Jesus talked about this at least three times: a prophet is not without honor accept in his own home, in his own city; foxes have holes, birds have nests but the Son Of Man has no place to rest His head; and the parable about all of the originally invited wedding guests not bothering to come or even RSVP.

Of course it is my desire that everyone I care about and care enough to contact either via the internet, phone or personal visit would drop everything to show my life’s work some physical (and hopefully enthusiastic) support. But I am realistic and know how hard it is to do this-imagine with my performance schedule if I went to everything my fellow musicians did.

But then there is that leveling process.  And you, dear readers, already know what that is. We are all surrounded by  talkers and not doers, y’know the ones who love to say things like, “You gotta know who your true friends really are” like they are part of an elite club. I sigh and roll my eyes at this, thinking, “Amen to that. I’m gonna go find my true friends.”

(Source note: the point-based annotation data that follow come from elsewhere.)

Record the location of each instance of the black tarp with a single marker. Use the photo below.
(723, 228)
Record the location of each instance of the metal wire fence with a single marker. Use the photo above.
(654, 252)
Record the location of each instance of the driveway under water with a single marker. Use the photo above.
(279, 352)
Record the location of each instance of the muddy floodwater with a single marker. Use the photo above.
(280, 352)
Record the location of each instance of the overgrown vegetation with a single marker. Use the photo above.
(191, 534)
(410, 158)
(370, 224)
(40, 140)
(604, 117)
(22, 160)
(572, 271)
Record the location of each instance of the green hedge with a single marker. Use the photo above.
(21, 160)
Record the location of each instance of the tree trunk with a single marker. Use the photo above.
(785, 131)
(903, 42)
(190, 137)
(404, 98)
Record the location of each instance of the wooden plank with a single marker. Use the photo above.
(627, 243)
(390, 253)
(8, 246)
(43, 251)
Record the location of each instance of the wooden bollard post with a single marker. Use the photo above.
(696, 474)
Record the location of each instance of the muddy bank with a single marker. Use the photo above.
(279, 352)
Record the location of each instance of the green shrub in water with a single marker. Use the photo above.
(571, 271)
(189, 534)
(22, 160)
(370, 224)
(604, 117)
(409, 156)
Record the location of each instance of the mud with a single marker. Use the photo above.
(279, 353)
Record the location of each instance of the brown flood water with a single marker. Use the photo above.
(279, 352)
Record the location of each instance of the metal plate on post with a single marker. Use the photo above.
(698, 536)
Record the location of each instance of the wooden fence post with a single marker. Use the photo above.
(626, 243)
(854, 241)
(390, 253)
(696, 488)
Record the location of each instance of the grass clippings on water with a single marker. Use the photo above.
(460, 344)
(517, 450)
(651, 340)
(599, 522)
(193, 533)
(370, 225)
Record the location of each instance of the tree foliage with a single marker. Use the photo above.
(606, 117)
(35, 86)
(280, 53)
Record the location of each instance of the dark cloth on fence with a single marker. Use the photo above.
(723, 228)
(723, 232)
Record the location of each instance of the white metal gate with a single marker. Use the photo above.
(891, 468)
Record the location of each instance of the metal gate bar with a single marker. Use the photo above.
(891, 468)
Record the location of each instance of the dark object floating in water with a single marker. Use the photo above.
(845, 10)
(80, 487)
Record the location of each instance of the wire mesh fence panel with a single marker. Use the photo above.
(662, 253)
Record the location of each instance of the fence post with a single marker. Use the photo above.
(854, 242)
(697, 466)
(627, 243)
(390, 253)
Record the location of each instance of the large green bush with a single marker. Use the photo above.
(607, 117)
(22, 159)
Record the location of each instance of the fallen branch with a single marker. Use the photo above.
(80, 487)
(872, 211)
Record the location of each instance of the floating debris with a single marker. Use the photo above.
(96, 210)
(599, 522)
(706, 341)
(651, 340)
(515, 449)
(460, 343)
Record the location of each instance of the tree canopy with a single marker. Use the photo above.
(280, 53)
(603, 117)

I’m convinced that people who know me are blessed to know a truly unique and one of a kind fellow doing a strange and powerful work for the Lord. Not that I’m easy, but neither are most of you! I see friends keep me at an arm’s distance and know that I am guilty of the same.  What a shame.  God puts so many amazing and wonderful people in our lives for a reason but I’m convinced it’s not to shut them out or have superficial relationships built on empty promises or even best intentions.

I have family for that. I have peeps in California that are going to come to visit me and the kids as soon as the weather is nice. I’ve been hearing that for six years! We’re talking character here not good intentions. And I never write off behavior as, “That’s how people are” or “Look who you are dealing with.”  Put up or shut up. If I make a commitment to you and flake, call me on it and you’ll be doing me a favor in God. And I will gladly do the same. In fact, I’m planning on it.

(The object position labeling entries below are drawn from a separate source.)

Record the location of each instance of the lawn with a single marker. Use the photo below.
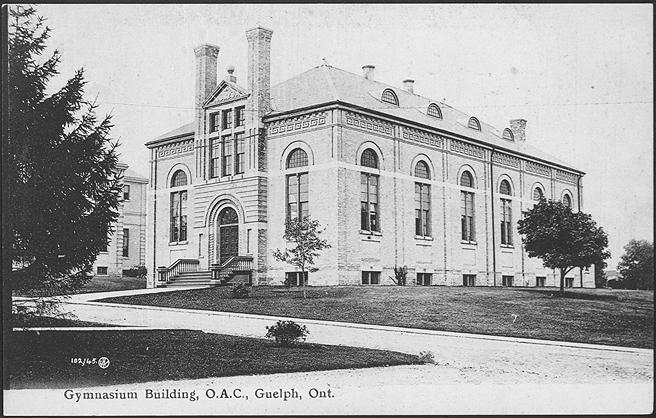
(44, 359)
(600, 316)
(99, 284)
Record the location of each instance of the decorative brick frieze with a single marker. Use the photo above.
(467, 149)
(505, 159)
(369, 123)
(176, 148)
(566, 176)
(536, 168)
(311, 120)
(423, 137)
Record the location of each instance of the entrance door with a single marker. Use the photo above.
(228, 234)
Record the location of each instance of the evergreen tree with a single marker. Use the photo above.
(561, 238)
(61, 185)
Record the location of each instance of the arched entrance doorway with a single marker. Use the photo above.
(228, 234)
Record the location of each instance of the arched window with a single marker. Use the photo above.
(297, 186)
(178, 208)
(369, 220)
(507, 134)
(506, 213)
(466, 179)
(537, 193)
(390, 97)
(369, 158)
(474, 123)
(434, 111)
(422, 201)
(467, 208)
(179, 179)
(504, 187)
(228, 216)
(567, 201)
(297, 158)
(421, 170)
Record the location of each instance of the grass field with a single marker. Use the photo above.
(600, 316)
(100, 284)
(44, 359)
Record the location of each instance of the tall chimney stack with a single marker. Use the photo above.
(259, 73)
(518, 128)
(408, 85)
(206, 56)
(368, 72)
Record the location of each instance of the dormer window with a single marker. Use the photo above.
(434, 111)
(474, 124)
(507, 134)
(390, 97)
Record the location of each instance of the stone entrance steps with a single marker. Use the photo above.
(192, 279)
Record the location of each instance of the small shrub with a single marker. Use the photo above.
(136, 271)
(427, 357)
(240, 291)
(400, 275)
(287, 332)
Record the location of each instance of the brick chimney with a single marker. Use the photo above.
(518, 128)
(230, 77)
(206, 56)
(368, 72)
(408, 85)
(259, 73)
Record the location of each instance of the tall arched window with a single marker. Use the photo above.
(567, 201)
(422, 200)
(179, 179)
(369, 192)
(297, 185)
(506, 213)
(537, 193)
(474, 124)
(467, 208)
(390, 97)
(178, 224)
(434, 111)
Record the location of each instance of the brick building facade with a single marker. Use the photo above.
(397, 179)
(127, 245)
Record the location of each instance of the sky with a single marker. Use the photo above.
(581, 74)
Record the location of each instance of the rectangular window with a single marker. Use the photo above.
(240, 146)
(467, 216)
(506, 222)
(214, 122)
(226, 119)
(226, 153)
(293, 278)
(178, 216)
(370, 277)
(469, 280)
(239, 116)
(297, 195)
(369, 202)
(126, 242)
(215, 158)
(424, 279)
(507, 280)
(422, 210)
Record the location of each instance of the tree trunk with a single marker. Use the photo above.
(563, 272)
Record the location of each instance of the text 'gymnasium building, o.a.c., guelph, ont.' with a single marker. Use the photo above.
(396, 179)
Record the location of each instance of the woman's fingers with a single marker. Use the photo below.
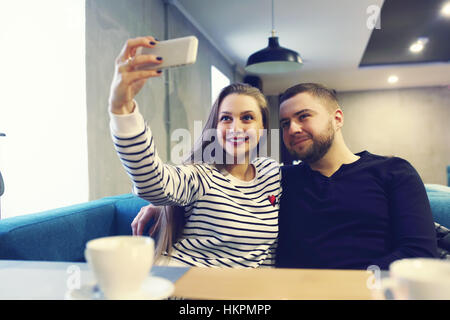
(130, 47)
(130, 64)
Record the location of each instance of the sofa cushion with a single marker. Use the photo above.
(56, 235)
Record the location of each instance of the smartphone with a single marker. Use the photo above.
(175, 53)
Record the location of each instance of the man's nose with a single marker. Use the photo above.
(295, 127)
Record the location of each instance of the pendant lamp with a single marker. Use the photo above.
(274, 58)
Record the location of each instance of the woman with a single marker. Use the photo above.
(230, 214)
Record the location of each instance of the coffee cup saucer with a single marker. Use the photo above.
(153, 288)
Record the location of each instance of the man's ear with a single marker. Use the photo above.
(339, 118)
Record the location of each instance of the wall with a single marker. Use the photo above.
(408, 123)
(173, 101)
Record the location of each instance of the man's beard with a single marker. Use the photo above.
(320, 146)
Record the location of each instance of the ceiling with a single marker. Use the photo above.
(331, 36)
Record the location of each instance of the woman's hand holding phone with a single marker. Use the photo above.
(127, 80)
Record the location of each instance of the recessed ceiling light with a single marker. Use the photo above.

There are a lot of people who receive my blogs: strangers and one-time visitors to shows make up a huge part of the list. Then there are the acquaintances, acquaintances who call themselves friends and then there are the peeps I call friend. 

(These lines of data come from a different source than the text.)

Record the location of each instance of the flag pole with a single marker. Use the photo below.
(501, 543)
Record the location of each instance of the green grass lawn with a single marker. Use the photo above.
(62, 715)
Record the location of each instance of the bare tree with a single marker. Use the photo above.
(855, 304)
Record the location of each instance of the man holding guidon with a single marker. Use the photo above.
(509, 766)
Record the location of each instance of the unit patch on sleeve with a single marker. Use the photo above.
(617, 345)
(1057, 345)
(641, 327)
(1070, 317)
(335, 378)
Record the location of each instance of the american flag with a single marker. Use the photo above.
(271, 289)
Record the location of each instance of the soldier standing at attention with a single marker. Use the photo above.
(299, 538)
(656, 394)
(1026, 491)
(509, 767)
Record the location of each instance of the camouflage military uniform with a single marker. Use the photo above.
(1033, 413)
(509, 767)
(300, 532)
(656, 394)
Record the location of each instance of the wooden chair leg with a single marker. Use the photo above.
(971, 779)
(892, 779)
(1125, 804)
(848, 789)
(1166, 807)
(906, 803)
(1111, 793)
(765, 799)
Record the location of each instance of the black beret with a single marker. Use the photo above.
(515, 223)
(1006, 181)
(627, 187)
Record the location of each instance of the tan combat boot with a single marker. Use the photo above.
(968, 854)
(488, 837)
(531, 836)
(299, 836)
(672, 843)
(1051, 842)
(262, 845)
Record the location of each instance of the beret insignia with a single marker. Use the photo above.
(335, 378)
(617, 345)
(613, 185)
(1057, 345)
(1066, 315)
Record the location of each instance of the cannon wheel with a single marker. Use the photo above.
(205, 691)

To the stranger I say:  Thanks for putting up with all of this output. It’s my project for 2011 and it will die down at some point. Please make your way to a show and if you are out of town, please write me privately in any of my networks and allow me to send ya a cd and begin a friendship.

To the acquaintance: Coffee? Of if you are far away, please write me and tell me about your world and let’s become better acquainted.

To the acquaintance who calls themselves friend:  Hmm… I expect I’ve ruffled your feathers most. If your phone number is not programmed on my cell phone we have a bit of a disconnect here.  I hope you care more about knowing me than being able to say you know me to fix this. If you are somewhere where you can read this, I pray for you and care about your lives. And I’m human and, like you, my feelings get hurt sometimes.

Lastly, to my friends: I need you. Not just in spirit but in real time. Physical, emotional, spiritual and sometimes financial support is the lifeblood of this ministry, my life’s labor of love and ultimately ME. If you are in town spend a night with me and my posse. If you are not, please pray for me and let me know you are with me in Spirit. If I’m not living up to your needs in a friend, maybe you need to make a list for me. You’d be surprised at my response.

Folks, this a very personal expression from my heart yet I am convinced of the universal truths it contains. We all disappoint and oft times because we are convinced of friendships that aren’t or are not properly developed. I have thousands of friends on Facebook and MySpace. I would love to have on earth what I have on the Internet.

I’d settle for a solid baker’s dozen.